Financial forecasting techniques can help CFO makes critically important decisions.
Qualitative and Quantitative Techniques for Financial Forecasting
Today’s market is constantly changing with complex business models and intriguing workflows, forcing management to make faster and better decisions. Modern business dynamics have made it mandatory to have flexible and reliable forecasting methods. Management faces a constantly shifting business landscape; hence, they need a tool that will empower them to make informed decisions.
Future planning is a key component for management decisions, and it is vital to the overall success of businesses. This is what is known as forecasting. Forecasting is all about estimating important elements of businesses, such as sales volumes, expenses, investments, and profits, which can easily impact business outcomes.

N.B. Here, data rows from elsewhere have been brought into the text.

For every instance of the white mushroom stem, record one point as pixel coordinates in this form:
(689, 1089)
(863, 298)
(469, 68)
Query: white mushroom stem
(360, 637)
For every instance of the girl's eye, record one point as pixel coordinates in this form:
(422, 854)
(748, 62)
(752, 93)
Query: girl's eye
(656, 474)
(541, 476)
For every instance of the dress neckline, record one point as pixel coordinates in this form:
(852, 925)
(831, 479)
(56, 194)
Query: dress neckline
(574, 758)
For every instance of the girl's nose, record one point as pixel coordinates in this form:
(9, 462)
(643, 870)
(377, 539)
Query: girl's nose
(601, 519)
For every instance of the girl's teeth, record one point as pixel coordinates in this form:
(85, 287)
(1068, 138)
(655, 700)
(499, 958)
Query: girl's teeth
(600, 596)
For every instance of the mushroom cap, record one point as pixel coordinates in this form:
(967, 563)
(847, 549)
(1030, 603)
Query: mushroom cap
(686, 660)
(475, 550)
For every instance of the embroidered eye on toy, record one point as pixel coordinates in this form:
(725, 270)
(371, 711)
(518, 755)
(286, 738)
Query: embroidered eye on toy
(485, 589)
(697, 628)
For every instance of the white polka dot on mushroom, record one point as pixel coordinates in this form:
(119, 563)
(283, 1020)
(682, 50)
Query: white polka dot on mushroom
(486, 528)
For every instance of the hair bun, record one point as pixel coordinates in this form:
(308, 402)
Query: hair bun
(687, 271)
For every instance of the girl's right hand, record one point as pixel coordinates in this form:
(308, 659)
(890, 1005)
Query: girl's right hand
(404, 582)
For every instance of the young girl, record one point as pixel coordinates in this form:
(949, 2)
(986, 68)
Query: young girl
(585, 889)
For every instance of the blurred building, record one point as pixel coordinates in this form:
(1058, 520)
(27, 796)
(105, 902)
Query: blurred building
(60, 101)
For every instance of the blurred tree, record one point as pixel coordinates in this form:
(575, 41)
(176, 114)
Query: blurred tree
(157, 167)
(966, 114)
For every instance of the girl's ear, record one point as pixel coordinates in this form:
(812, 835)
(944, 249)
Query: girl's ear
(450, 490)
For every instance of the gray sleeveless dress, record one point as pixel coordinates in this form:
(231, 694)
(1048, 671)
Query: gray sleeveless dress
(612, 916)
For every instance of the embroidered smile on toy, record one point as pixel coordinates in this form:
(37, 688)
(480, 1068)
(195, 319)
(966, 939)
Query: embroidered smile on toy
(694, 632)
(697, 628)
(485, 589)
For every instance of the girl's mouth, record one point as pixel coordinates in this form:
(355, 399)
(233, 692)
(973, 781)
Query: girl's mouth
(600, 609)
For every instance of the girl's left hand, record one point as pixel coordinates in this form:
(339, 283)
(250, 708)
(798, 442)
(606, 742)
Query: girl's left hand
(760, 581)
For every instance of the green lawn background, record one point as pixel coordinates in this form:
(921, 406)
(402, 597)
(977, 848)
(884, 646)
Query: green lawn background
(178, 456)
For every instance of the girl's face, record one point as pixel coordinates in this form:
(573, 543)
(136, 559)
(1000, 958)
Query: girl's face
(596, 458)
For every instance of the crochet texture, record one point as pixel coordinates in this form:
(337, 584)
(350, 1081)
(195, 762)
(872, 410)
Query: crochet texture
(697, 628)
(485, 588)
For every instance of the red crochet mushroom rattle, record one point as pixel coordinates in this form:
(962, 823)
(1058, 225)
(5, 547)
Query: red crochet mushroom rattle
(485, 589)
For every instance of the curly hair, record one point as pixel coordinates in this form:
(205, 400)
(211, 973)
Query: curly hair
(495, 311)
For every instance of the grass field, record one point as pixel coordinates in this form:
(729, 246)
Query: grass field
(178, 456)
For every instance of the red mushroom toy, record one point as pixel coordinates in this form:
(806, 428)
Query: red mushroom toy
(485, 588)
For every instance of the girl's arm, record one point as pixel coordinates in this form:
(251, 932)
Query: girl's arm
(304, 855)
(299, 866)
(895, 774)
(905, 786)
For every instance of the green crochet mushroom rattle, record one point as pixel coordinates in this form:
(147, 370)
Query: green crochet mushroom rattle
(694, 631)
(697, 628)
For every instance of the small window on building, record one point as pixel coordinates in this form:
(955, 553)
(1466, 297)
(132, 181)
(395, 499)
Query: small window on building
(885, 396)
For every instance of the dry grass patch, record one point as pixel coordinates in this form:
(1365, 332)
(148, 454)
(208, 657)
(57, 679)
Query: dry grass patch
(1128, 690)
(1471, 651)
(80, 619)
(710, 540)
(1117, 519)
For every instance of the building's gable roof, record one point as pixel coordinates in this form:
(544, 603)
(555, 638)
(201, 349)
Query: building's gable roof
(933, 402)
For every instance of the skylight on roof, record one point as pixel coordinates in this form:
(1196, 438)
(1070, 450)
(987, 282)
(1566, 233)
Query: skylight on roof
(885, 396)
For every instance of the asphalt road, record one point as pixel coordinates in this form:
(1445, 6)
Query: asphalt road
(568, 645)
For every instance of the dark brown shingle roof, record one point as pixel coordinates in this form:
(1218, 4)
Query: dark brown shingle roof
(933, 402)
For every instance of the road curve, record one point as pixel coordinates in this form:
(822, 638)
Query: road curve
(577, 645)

Financial forecasting techniques consist of two broadly categorized methods:
- Qualitative techniques
- Quantitative techniques
Let’s look at each category to find out how to do financial forecasting.
Qualitative Financial Forecasting Techniques
In this method, management makes decisions based on opinions shared by various department heads and key personnel of various departments in an enterprise, such as sales, production, purchasing, operations and so forth. Management does its calculations and estimations based on inputs from these important members.
Reference Class Forecasting
In this method, enterprises make decisions based on reference cases or similar scenarios in a different timeframe. This forecasting method is completely based on human judgment.
In this method, a questionnaire is provided to experts who share their answers in isolation. Once responses are in place, a second questionnaire is shared with them to re-evaluate their responses to the first one. This process goes on until the responses are narrowed down to a short list of important opinions.
Sales Force Inputs
Sales representatives are closest to the customers. They are in a better position to share insights about a customer’s behavior. In this method, based on inputs shared by sales representatives, management prepares estimates.
Inputs in the form of consumer feedback or customer surveys help enterprises to define and derive financial forecasts. This feedback can be taken in the form of telephonic conversations and personal interviews.
Quantitative Financial Forecasting Techniques
Proforma statements are financial statements that consist of data related to sales figures and costs from the last two to three years. This forecasting method is generally used in mergers and acquisitions, or when a new company is to be formed and statements need to be presented in front of the investors.
In this method, enterprises conduct a comparative study of variable factors such as consumers’ disposable income, interest rate, consumer confidence and even unemployment level. This is compared over a period of time, and then estimates are drawn.
Beyond these two methods, there is another popular method called time-series forecasting, where businesses gather financial data over a period of time to identify patterns and trends and forecast based on these patterns.
Financial forecasting is a very challenging task, and it is critical to select the right forecasting technique to derive the right forecasts. The technique that is chosen for one objective may be different for another one. It may also change from organization to organization and department to department. Irrespective of the technique, financial forecasting is an essential process and helps decision-makers in driving business growth.